1.1. How can I store binaries for different platforms into AFS?

There is a special mechanism build into AFS. If the string @sys appears in a file name to be used in AFS, it is automatically replaced with the system name of the machine that the file name is being expanded on. The system name is defined in the AFS client and usually composed of the system architecture and the operating system (or distribution).

For example, on a system with ScientificLinux 4 and Intel's 32bit architecture @sys has the legal value i386_sl4. On a system with an Alpha-CPU running Tru64 version 5.1, @sys has the value alpha_dux51.

Thus the directory name $HOME/.@sys corresponds to different directories on different platforms.

To use the @sys mechanism within the directory $HOME/bin directory you should do:

$ cd ~ $ ln -s .@sys/bin bin $ mkdir -p .i386_linuxsl4/bin $ mkdir -p .sun4x_56/bin $ mkdir -p .alpha_dux51/bin

 


If there are platform with the same binaries/libraries/whatsoever, just create a symbolic link instead of a directory.

 

1.2. How can I start long-running jobs on AFS?

k5run -b CMD ARGS...

 


Whereby CMD is the program you want to start and ARGS... are arguments you want to pass to this program.

Remarks:

 

  • You must specify the option -b , if you want to log-out from the system while the job is still running.
  • Jobs may run up to 7 days if the Unified Logon is used and up to 30 days if the AFS login is used.
  • If you get the error renew: error renewing credentials: KDC can't fulfill requested option you must run klog first to get a fresh token. This may happen even if you just have logged-in to the system.
note.png The utility k5run is the only supported way to start long-running jobs with AFS access.
It obsoletes aexec and rexec ! These programs are not supported any more. They will not be available on SL5 and may be removed on SL3 and SL4 some day.

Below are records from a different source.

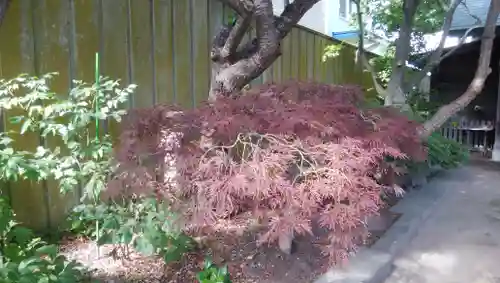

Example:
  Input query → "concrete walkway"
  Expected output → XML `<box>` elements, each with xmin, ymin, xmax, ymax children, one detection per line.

<box><xmin>385</xmin><ymin>163</ymin><xmax>500</xmax><ymax>283</ymax></box>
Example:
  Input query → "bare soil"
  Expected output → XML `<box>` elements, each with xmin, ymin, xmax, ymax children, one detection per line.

<box><xmin>61</xmin><ymin>196</ymin><xmax>400</xmax><ymax>283</ymax></box>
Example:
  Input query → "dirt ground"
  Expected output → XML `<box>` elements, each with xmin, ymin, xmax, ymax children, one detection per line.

<box><xmin>61</xmin><ymin>204</ymin><xmax>399</xmax><ymax>283</ymax></box>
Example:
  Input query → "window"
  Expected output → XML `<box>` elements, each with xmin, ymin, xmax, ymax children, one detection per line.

<box><xmin>339</xmin><ymin>0</ymin><xmax>355</xmax><ymax>19</ymax></box>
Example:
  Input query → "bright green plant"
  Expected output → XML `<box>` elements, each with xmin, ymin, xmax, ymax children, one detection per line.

1.3. I need an AFS-token with a lifetime longer than 10h. What should I do?

If you need Kerberos5-tickets/AFS-tokens with a lifetime longer than 10h, the recommended solution is to run

(krenew -t -K 10 &)

after logging-in.

1.4. Can I use AFS to store the output of CRON jobs?

Currently this is not supported at PSI, due to technical problems and security issues. Without a valid AFS token, no process can write to AFS. CRON has no token, thus has no permissions to write and you cannot pass your token to CRON.

2.1. Can I use public-key authentication to an user account with home-directory on AFS?

No! Why not? The problem is, that you need read-access to the file $HOME/.ssh/authorized_keys while logging in. Before you can read the file, you must obtain an AFS-token. But there is no way to give you an AFS-token at this time. Thus you can not read the file and the authentication will fail.

With older OpenSSH versions there is a work-around for this problem. But the work-around will not work with newer OpenSSH version. For this reason it's not described here.

2.2. Are there alternatives to public-key authentication?

Yes, but not yet and probably not to all systems! In the future Kerberos5 via GSSAPI-Authentication will be available.